Как житель Земли, как гражданин СССР, как патриот Украины, как семейный человек, я должен был этому радоваться. Меньше бомб и ракет — меньше опасность для рода человеческого. Я и радовался! Но меня брала досада на советских политиков, которые совершенно не умели торговаться, отстаивать интерес своей страны. Уступки, которые они делали, можно было, я и сейчас убежден в этом, увязать, например, с инвестициями в наши передовые отрасли. Мой приход в политику научил меня не так уж многому. Я быстро обнаружил, что почти всю политическую науку усвоил раньше — как говорится, по ходу жизни. Но одно правило я понял только когда оказался внутри международной политики: частное лицо может отнекиваться, когда ему дают что-то даром, настоящий же государственный же деятель никогда не откажется принять односторонние уступки.[101] Запад явно не ждал такой сговорчивости и уступчивости. Вероятно, он был готов предложить немалые бонусы, но услышал от советских собеседников: «Ну что вы, какие могут быть счеты между цивилизованными людьми?» и спорить не стал.
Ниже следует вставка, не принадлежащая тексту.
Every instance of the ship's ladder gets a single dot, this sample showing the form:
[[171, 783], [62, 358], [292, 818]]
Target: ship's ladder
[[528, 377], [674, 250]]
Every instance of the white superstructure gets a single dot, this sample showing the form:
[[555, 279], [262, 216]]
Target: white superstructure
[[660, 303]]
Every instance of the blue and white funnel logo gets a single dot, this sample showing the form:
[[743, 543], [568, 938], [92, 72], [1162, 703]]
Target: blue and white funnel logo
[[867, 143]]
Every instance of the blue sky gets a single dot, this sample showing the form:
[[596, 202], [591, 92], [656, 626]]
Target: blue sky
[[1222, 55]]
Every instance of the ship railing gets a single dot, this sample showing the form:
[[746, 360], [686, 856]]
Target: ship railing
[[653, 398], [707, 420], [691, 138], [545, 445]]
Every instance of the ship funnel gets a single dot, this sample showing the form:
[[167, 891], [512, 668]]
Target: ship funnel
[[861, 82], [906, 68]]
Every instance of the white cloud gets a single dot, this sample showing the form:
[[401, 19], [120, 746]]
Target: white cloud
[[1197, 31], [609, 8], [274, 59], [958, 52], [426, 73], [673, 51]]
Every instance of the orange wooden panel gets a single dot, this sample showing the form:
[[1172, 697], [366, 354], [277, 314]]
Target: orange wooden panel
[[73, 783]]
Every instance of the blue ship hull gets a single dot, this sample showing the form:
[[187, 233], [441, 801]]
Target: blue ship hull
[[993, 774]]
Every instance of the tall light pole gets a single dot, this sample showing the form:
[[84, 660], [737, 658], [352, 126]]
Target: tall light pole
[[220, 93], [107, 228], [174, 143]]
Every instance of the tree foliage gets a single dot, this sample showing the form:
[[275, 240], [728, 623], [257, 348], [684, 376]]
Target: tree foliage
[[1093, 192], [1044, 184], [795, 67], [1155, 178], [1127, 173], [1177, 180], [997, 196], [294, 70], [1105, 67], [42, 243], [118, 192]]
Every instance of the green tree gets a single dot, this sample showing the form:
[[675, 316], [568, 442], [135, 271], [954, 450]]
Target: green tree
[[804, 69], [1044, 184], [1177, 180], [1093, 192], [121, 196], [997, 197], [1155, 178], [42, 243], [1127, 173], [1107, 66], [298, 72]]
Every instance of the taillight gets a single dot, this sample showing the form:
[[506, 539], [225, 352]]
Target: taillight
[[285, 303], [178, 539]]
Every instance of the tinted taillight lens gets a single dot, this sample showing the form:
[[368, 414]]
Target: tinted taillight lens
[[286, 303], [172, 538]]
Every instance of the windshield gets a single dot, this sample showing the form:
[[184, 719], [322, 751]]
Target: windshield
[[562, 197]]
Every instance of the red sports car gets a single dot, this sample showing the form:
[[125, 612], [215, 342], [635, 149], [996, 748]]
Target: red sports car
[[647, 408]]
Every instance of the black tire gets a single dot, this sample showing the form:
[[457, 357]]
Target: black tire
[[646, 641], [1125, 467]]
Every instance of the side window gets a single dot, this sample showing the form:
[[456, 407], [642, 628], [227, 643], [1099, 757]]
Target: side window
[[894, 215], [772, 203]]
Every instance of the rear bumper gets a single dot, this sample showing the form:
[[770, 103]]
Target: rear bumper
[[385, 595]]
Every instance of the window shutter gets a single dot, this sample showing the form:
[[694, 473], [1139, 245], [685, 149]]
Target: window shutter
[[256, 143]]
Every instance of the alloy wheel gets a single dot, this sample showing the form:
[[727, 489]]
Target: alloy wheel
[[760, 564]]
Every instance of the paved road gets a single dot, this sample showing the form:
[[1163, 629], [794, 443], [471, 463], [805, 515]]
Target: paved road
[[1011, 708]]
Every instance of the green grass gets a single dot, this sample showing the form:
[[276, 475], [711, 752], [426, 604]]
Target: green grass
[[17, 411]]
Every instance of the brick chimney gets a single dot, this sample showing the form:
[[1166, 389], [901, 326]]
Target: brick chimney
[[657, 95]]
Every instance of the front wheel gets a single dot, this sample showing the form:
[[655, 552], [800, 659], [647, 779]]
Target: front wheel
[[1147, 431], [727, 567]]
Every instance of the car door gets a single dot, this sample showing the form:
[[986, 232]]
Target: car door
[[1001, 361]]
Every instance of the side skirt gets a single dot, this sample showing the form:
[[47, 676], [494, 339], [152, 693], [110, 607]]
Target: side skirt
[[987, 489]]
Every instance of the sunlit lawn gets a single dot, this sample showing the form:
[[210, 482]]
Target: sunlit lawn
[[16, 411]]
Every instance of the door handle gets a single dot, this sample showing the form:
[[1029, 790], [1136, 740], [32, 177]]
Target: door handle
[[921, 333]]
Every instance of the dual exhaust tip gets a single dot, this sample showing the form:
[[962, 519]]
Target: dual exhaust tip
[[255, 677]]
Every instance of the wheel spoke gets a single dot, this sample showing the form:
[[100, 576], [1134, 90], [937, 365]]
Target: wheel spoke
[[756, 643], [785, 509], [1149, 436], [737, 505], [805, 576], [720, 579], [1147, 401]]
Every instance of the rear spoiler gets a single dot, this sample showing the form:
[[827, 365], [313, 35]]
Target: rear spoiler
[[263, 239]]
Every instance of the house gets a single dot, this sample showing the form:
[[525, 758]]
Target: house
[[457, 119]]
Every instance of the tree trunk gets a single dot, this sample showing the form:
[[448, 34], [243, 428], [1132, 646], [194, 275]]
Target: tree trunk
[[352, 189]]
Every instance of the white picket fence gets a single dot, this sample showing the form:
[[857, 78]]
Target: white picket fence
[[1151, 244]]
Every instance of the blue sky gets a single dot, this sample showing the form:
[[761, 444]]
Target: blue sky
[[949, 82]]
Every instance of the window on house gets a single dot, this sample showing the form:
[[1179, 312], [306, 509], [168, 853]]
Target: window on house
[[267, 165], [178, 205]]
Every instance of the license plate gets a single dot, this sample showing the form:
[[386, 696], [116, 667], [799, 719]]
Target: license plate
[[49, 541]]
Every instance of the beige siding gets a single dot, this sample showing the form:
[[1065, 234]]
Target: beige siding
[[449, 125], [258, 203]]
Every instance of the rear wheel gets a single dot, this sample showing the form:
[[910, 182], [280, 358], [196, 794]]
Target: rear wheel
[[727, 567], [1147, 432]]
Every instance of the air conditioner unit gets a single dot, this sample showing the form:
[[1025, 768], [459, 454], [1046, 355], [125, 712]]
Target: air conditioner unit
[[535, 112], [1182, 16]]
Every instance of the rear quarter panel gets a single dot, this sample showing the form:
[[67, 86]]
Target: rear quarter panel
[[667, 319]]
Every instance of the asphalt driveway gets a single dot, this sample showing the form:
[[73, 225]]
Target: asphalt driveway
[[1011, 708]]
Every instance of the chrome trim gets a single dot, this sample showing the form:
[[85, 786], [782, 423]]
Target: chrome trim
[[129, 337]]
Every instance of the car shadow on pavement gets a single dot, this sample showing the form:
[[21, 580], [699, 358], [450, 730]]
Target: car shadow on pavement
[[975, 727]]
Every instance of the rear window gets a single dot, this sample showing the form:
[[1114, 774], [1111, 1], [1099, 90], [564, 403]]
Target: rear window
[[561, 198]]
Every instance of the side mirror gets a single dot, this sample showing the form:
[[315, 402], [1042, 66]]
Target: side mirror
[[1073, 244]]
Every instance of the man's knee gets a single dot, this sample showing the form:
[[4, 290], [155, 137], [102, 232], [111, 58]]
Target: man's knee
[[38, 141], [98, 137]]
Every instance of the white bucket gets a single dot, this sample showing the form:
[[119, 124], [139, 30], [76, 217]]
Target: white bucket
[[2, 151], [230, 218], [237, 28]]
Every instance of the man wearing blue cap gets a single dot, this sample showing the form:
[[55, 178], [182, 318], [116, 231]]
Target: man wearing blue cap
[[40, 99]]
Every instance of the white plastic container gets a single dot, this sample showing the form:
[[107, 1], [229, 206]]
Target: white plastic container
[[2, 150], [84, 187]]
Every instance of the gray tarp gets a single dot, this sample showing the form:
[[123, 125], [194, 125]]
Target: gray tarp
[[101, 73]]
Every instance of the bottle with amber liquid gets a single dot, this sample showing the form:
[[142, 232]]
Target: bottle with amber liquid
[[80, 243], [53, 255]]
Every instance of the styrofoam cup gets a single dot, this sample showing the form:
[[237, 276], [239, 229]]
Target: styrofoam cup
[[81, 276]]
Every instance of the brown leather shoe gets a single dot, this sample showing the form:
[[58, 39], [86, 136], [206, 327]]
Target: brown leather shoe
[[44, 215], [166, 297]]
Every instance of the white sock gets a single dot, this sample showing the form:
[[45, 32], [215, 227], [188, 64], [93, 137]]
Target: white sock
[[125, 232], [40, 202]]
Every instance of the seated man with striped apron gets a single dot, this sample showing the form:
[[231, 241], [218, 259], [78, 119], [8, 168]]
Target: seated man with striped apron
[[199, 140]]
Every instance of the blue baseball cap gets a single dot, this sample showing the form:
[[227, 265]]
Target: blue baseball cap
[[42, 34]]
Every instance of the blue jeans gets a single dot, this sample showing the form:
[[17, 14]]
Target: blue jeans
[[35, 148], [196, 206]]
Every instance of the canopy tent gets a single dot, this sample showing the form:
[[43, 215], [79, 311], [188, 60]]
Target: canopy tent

Я совершенно не виню Запад. Я на месте западных политиков действовал бы точно так же. Я виню горбачевскую команду, которая явила пример отсутствия купеческой хватки. Ни один наследник Ря-бушинского или Морозова, Ханенко или Терещенко никогда бы не дал маху так, как умудрилась эта команда, проморгав в 1988–1991 исторические инвестиционные возможности.
Национальный интерес надо отстаивать, как Сталинград — до последнего, и сверх того. Огромная «упущенная выгода» этих лет была упущена в том числе и за украинский счет. Советское руководство тешило себя лишенными всякого смысла словосочетаниями. Оно уверяло, что «происходит переход в практическую плоскость концепции общеевропейского дома», «идет процесс насыщения перестройки конкретным содержанием», «ведутся наработки по концептуальным вопросам интенсификации и ускорения», «отмечается выход на углубление взаимовыгодного сотрудничества», «Политбюро и Секретариат ЦК КПСС целеустремленно и настойчиво занимаются назревшими проблемами международного положения». Подобную чепуху, о чем бы ни шла речь, приходилось слышать почти ежедневно, она оскорбляла мою крестьянскую душу.
Внятные государственные планы конверсии как отсутствовали с самого начала, так и не появились вплоть до упразднения СССР. В интересных и даже выдающихся идеях недостатка не было, но все они упирались в отсутствие капиталов, в косность и неповоротливость, в перспективу надвигающегося распада советской империи. Тогда нашей оборонке предстояло за счет внутренних ресурсов и при минимальной помощи государства провести диверсификацию производства и разработок, освоить новую продукцию, прежде всего гражданского назначения, наладить коммерческую кооперацию со старыми и новыми партнерами, выйти на внешние рынки и (обязательно!) научиться зарабатывать деньги дома. И наша оборонка, несмотря на громадные потери, в целом с этим справилась, преодолела противодействие со всех (буквально со всех) сторон и умудрилась сохранить, в условиях безденежья, главное — научный, конструкторский, инженерный, технический и технологический потенциал. Сохранить не только для Украины, но и (тут я не стыжусь патетики) для человеческого сообщества. Эти задачи легли на людей, всю жизнь бывших абсолютно вне коммерции, людей еще вчера засекреченных, без опыта общения вне своего узкого круга, «невыездных»… Сказать, что это был узел неразрешимых задач — значит не сказать ничего.
101
11 ноября 1989 года канцлер Коль говорил Горбачеву: «Мы, немцы, отдаем себе отчет в том, что такое глазомер — он означает и чувство меры, и способность при планировании действий учитывать наши возможности объединить Германию — пусть не сейчас, а спустя много лет».